‘Wilson’ Review: Woody Harrelson Nearly Saves Sentimental-Crank Cringe-Comedy
Woody Harrelson is the life of this party, based on the graphic novel by Daniel Clowes, the indie-comics legend whose work has inspired one film landmark in 2001’s Ghost World (forget Art School Confidential). Wilson is not in that movie’s league by a long shot, though you couldn’t imagine a better interpreter of Clowes’ world than Harrelson. That mischief in the actor’s eyes keeps us intrigued by the film’s title character, a neurotic grouch who rails against the Internet and other plagues of the modern age. Wilson also hates people – his main enjoyment, in fact, comes in invading their personal space and making them squirm. Only his dog, a wire fox terrier named Pepper, earns his affection. In one scene, Wilson and Pepper walk past a movie house showing Vittorio De Sica’s Umberto D, a classic neorealist study of loneliness. Game recognizes game.

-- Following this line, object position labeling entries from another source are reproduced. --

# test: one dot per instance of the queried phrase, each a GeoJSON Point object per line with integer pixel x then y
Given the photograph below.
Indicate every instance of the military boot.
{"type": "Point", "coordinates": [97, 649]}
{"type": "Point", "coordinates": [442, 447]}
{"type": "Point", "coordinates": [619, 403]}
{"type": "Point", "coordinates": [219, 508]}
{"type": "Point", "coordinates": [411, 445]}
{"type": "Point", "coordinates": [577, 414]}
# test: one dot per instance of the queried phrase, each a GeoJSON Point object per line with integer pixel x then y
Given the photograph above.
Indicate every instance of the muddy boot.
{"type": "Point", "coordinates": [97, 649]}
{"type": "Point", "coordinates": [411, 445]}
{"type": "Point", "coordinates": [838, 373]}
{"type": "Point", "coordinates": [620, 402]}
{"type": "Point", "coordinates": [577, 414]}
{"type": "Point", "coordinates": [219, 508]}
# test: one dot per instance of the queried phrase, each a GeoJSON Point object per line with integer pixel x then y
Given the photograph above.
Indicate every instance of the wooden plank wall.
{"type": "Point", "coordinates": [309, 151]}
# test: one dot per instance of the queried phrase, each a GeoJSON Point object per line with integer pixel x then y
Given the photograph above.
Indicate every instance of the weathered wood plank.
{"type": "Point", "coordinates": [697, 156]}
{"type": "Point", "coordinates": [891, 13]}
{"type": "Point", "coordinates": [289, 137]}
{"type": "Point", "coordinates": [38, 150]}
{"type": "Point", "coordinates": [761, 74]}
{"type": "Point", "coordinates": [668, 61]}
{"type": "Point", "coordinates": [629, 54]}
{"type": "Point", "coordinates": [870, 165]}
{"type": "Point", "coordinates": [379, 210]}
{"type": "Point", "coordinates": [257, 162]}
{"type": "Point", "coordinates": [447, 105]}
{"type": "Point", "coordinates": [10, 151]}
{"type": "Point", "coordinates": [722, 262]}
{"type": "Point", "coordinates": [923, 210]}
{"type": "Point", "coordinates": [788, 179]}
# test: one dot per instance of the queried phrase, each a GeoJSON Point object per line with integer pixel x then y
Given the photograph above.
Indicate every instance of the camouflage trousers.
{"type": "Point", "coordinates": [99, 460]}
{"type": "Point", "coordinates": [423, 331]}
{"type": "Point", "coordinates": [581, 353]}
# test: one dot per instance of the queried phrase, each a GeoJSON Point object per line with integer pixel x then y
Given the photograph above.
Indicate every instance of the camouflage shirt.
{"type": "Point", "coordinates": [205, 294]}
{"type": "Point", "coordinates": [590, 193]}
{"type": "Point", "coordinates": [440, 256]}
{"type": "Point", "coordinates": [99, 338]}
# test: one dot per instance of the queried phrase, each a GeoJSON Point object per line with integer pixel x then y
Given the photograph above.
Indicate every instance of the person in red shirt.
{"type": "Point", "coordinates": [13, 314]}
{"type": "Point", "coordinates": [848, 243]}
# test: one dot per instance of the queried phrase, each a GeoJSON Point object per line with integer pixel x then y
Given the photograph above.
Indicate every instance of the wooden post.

But Clowes, who wrote the screenplay, and director Craig Johnson, as director (following his success with The Skeleton Twins) show more affinity for anarchic humor than pathos. What sparks the plot is Wilson’s reunion with his ex-wife Pippi (a stellar Laura Dern), a recovering junkie who tells him the baby he thought she aborted 17 years ago is actually alive and well and living with adoptive parents. Fatherhood wakes up feelings in Wilson that he doesn’t understand, and it’s a kick watching Harrelson wrestle with them. He tracks down and stalks his daughter, Claire (a most excellent Isabella Amara) – a teen whose inherited her dad’s mile-wide cynical streak – and persuades her to give her long-lost biological parents a chance to explain themselves.
Disaster awaits, along with an uncomfortable tug of sentimentality. Still, a side trip to the home of Pippi’s hyper-critical sister (Curb Your Enthusiasm‘s sass queen Cheryl Hines), allows the trio to play a pretend family in front of a hardass woman who sees through their ruse. For a brief moment, Wilson the movie becomes the serio-comic tightrope walk that Clowes intended. Missed opportunities hobble the film as a whole, but Harrelson is in there pitching his best game. That alone is a sight to see.